Wednesday, August 24, 2011

Atmosphere



Arguably the most suitable contender for the most epiphanic and transcendent post-punk composition of all time, Joy Division’s 1980 classic ‘Atmosphere’ remains one of the most beloved and enduring numbers in a woefully truncated but highly essential repertoire, which also includes defining standards like ‘Transmission’, ‘She’s Lost Control’ and the evergreen ‘Love Will Tear Us Apart’. The powerfully low-key ‘Atmosphere’ practically typifies the music critic-favourite expression “Ebony-tiled sonic cathedral”, with its rumbling, ominous, almost tribal-like percussion undertow, its starkly minimal yet effectively sepulchral bass drone, and its darkly shimmering washes of synth chords. But perhaps the most impressive and important component of this indisputable masterpiece was the late, lamented Ian Curtis’s spectrally calm and controlled tenor, which made for an eerie auditory foreshadowing of his suicide a few months later.
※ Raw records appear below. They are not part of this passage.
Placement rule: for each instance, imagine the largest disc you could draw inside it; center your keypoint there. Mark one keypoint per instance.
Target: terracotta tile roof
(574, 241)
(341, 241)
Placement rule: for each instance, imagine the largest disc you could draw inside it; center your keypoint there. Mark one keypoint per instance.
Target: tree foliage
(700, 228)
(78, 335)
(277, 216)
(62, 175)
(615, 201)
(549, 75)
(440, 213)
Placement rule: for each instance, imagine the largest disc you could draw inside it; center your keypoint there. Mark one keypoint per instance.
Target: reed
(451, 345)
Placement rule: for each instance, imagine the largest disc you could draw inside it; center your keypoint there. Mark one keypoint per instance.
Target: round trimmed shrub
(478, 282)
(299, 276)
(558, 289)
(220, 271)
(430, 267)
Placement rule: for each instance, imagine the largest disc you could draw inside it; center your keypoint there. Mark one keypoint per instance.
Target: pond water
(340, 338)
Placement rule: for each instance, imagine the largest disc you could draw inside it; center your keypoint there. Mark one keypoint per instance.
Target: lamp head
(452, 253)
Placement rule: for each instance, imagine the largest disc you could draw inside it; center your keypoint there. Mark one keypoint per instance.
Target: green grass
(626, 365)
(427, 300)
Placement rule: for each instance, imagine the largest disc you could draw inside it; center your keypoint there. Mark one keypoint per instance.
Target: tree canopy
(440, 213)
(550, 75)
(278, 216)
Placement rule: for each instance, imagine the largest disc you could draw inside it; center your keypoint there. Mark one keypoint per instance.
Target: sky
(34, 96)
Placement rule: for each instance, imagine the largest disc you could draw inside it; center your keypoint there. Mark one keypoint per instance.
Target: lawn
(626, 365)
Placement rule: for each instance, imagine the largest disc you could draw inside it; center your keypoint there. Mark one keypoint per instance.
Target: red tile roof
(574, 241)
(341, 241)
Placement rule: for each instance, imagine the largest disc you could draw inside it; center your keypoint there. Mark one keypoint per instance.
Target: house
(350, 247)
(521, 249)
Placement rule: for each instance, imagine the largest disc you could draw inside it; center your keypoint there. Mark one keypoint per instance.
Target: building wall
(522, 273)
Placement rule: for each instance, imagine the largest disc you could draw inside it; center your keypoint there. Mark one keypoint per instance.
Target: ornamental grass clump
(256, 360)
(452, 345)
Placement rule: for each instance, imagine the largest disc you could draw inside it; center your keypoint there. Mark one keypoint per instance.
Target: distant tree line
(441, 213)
Thoroughly epic in scale, and unrelentingly powerful in execution, this awesome threnody gets a wholly appropriate video-clip treatment upon its 1988 re-release, in the form of an elegantly shot black-and-white short film by master stylist Anton Corbijn that featured midgets in sinister mourning shrouds wandering around a remote desert shore, interspersed with stills of the long-departed Curtis.